Michael Kay (M.H.Kay@eng.icl.co.uk)
Wed, 21 Oct 1998 16:28:10 +0100


> I just wrote an application which creates XML file from the table. All
you
>hava to do is to to give the table name and it will generate the XML. My
>Question, i just wanted to know, whether the XML generated is correct.

Sounds a useful application, I'd like to know more about it (especially if
you can do the reverse as well!). You can check whether the XML is "correct"
(i.e. valid and well-formed) by putting it through any xml parser, I think
xp is one of the strictest. Some test cases you need to check are your
handling of non-ASCII characters and special characters such as "<" in your
data. You also need to consider whether CR/LF characters in your data are
significant: XML treats CR=LF=CRLF which may not be what you want.

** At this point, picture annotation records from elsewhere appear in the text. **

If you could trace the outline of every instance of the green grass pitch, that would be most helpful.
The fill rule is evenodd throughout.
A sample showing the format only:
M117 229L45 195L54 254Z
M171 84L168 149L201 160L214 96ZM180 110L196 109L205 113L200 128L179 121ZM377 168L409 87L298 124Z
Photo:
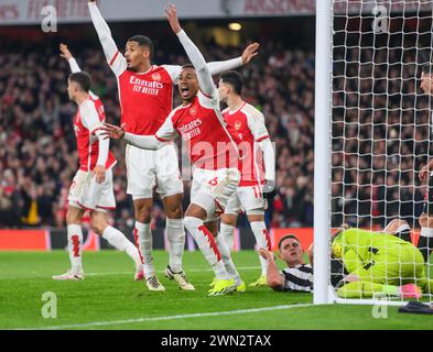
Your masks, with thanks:
M213 274L199 252L184 256L196 290L181 292L163 276L167 260L167 253L154 252L166 290L151 293L143 282L133 280L130 258L117 251L84 253L83 282L51 278L69 266L64 251L0 252L0 329L433 329L433 316L403 315L388 307L388 318L377 319L371 306L313 306L310 294L267 287L207 297ZM234 261L247 284L258 277L252 251L235 253ZM56 295L55 319L42 317L45 292Z

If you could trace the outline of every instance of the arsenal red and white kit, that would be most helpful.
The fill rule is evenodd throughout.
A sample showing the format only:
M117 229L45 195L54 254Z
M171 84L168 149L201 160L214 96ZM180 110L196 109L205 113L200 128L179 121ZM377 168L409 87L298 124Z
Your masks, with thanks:
M118 51L110 29L96 3L89 3L91 21L98 33L107 62L118 79L121 106L121 124L126 131L138 135L154 135L172 110L173 87L182 67L152 66L147 73L127 69L127 61ZM213 74L242 65L241 57L209 63ZM153 189L161 197L183 193L177 152L173 144L158 151L144 151L128 145L126 151L128 189L133 199L152 198Z
M104 162L106 168L105 182L97 184L93 175L100 154L99 140L94 132L104 124L105 119L102 102L90 92L89 99L78 107L77 114L74 118L79 169L71 185L68 201L77 208L98 211L116 208L111 168L117 161L110 151L108 151Z
M247 102L243 102L236 111L230 111L227 108L223 111L223 117L227 122L227 130L239 148L239 170L241 174L239 187L230 197L225 212L238 215L241 210L248 212L266 209L268 205L262 193L264 163L259 146L261 141L269 139L264 117Z
M208 213L207 221L216 220L224 212L240 180L239 152L227 131L218 98L198 91L190 105L172 111L155 138L159 141L172 141L177 135L187 143L190 158L195 167L192 202L208 209L201 194L209 195L215 200L215 212Z
M99 142L94 131L101 127L106 120L104 105L99 97L90 94L89 99L78 107L74 118L74 132L77 139L79 157L79 169L84 172L93 170L98 161ZM106 169L116 164L116 158L111 152L105 164Z
M120 124L130 133L154 135L172 110L174 80L181 67L154 65L147 73L133 73L119 52L110 66L118 79ZM134 199L152 198L155 187L162 198L183 193L174 144L158 151L128 145L126 165L127 193Z

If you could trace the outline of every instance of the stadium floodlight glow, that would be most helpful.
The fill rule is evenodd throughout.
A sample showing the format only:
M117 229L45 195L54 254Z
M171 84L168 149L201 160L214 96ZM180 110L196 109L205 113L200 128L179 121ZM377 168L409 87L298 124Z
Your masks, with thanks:
M242 25L239 22L231 22L228 24L228 29L231 31L239 32L242 29Z

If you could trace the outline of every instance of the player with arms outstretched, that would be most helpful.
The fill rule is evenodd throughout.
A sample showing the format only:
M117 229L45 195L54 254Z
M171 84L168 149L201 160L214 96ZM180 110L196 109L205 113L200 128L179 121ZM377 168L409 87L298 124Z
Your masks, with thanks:
M188 144L195 169L192 201L184 224L215 273L215 285L209 295L225 295L245 286L231 261L229 249L224 241L220 241L218 249L214 239L218 233L218 216L240 180L239 154L226 129L218 92L202 53L182 30L175 7L170 6L165 12L173 32L193 63L183 66L180 74L182 106L169 114L155 135L137 135L108 124L105 129L110 138L123 139L142 148L158 150L178 135Z
M219 99L227 103L223 111L227 130L238 144L241 179L221 216L220 234L229 249L234 248L234 232L239 211L246 211L257 246L272 251L271 238L264 224L263 188L275 184L275 156L263 114L241 97L242 78L237 72L220 75ZM264 166L264 169L263 169ZM266 189L272 190L272 189ZM259 256L261 276L250 286L267 285L268 262Z
M111 37L110 29L95 1L89 1L93 23L98 33L107 62L115 73L121 105L121 125L129 133L155 135L172 110L173 86L177 82L181 66L151 65L153 43L143 35L128 40L125 56ZM210 63L213 74L247 64L257 54L258 44L249 45L241 57L227 62ZM144 274L149 289L163 290L158 280L151 256L150 230L153 189L162 198L166 213L166 233L170 244L170 264L165 275L175 279L182 289L194 289L182 268L185 233L182 226L183 183L178 172L176 150L164 144L158 151L144 151L134 145L126 148L127 193L132 195L136 209L136 235L144 261Z
M138 249L123 233L110 227L107 210L116 207L112 189L112 167L116 158L109 151L109 141L101 136L98 128L105 122L106 116L101 100L90 89L90 77L80 72L75 58L66 45L61 45L62 57L71 66L67 92L69 99L78 106L74 118L74 130L77 139L79 170L74 177L68 196L66 215L67 239L72 268L54 279L83 279L82 263L83 231L82 218L86 209L90 210L90 227L113 248L125 251L136 263L136 279L143 279L143 266Z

One observation, in your DTD all the columns of the table are declared
mandatory, this gives you no way of handling null values (the obvious
representation of a null value is to omit the relevant element).

Another issue you may need to address is that not every SQL table and column
identifier is a valid XML name. For example, SQL identifiers can contain
spaces.

You will also have to think about how to encode binary (blob) fields.

For large tables your representation is very inefficient in space terms.
Often we don't worry about this in XML work, but relational tables can reach
gigabytes in size even without all these tags. An alternative I would
consider for large tables is:

<TABLEDEF NAME="ACTION">
<COLUMNS>
<COL NAME="ACTION_ID"/><COL NAME="ACTION_DESC"/> etc
</COLUMNS>
</TABLEDEF>
<TABLE NAME="ACTION">
<ROW>A<C/>Activate<C/>A<C/>PASSTEST<C/>1998-02-23 09:44:00.000</ROW>
<ROW>...</ROW>
</TABLE>

I don't think the gurus would recommend using empty elements as separators
like this, but it is a perfectly legitimate use of XML.

Finally, a transfer format for relational tables also needs to be able to
represent the metadata; my example heads in this direction.

Regards,
Mike Kay